Example: Let us assume Jane is single, 60 years old, has no ordinary income, and has a portfolio with unrealized capital gains. In this situation, she would be able to realize a significant amount of capital gains without paying any taxes. How is that?

Well, first she has her standard deduction ($12,550 in 2021). So there would be no tax on realized gains up to this amount. Then there is no tax on the capital gains in the first 0% tax bracket (up to $40,400 in 2021). So that means Jane could trigger as much as $52,950 ($12,550 + $40,400) in capital gains without paying a penny in capital gains taxes.

When these situations arise, it is almost always sensible to harvest the gains and re-establish the same or similar positions. This raises the cost basis of these positions and minimizes potential capital gains taxes paid later. However, you must be sure that all of the shares have gains. That is, it is possible that some holdings actually embed a loss even if the average price of that holding embeds a gain. If you sell a position that triggers a loss and then buy it back too quickly, you can violate the wash-sale rule.

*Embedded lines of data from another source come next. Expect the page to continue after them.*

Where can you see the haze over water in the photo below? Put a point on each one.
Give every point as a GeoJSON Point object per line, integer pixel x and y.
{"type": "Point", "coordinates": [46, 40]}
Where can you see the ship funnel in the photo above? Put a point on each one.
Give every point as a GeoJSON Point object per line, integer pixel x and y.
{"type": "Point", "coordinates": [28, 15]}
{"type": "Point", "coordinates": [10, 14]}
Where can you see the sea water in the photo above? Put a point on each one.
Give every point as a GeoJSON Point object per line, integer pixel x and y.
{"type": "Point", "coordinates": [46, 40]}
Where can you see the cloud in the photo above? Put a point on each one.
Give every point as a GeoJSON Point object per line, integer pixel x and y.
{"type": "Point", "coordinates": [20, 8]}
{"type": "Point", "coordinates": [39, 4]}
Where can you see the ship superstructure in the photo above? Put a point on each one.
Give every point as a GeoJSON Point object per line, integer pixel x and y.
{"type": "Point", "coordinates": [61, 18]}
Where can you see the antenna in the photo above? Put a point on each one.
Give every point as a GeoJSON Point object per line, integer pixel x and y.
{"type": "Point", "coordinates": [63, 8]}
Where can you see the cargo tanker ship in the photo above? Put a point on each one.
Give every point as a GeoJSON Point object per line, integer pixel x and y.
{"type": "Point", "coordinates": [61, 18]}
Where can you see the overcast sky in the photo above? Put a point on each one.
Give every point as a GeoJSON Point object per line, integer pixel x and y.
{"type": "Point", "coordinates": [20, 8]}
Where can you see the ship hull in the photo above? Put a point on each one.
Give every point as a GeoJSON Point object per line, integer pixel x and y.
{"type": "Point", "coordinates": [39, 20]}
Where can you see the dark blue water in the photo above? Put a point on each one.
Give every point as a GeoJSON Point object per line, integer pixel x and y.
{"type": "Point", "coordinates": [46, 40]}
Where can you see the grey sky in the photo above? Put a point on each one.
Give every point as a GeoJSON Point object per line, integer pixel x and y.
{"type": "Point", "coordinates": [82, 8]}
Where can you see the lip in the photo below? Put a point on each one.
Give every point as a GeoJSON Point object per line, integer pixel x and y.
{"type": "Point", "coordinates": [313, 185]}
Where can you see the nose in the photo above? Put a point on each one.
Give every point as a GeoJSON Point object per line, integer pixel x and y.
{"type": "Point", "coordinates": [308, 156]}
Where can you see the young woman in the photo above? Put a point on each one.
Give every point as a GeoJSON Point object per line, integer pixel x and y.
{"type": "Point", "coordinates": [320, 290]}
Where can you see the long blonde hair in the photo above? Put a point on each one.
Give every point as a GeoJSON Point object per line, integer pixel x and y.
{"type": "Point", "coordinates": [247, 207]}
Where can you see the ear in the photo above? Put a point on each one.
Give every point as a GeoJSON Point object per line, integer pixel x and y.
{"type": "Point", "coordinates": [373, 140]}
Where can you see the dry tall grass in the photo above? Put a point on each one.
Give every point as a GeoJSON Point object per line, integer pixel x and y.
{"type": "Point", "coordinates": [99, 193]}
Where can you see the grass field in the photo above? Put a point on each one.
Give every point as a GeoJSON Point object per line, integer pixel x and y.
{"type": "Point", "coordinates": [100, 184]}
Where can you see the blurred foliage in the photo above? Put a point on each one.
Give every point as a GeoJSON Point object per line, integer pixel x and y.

Astute readers may have noticed I made two different recommendations for utilizing spare capacity in lower tax brackets: tax-gain harvesting (this article) and Roth conversions (my previous article). Prioritizing between or combining these strategies can be tricky. Complicating matters further are factors such as:

  • Tax credits + eligibility for various subsidies (e.g., affordable care)
  • IRMMA (investment-related monthly Medicare adjustments)
  • NIIT (net investment income tax)
  • Taxation of Social Security (watch out for the torpedo!)

As with income tax planning, I strongly advise utilizing a financial planner who uses financial planning software that is devoted to this purpose. I prefer Income Solver due to its superior calculation engine even if its interface and reports are less glamorous than other packages.

Unfortunately, I find many advisors opt for planning software packages that are easier to use and create more aesthetic (interactive) reports to show to their clients. Moreover, I believe it is also important for financial planners to augment software output to address areas the software does not (e.g., disclaiming and beneficiary strategies – see my video discussion of this topic on my videos page).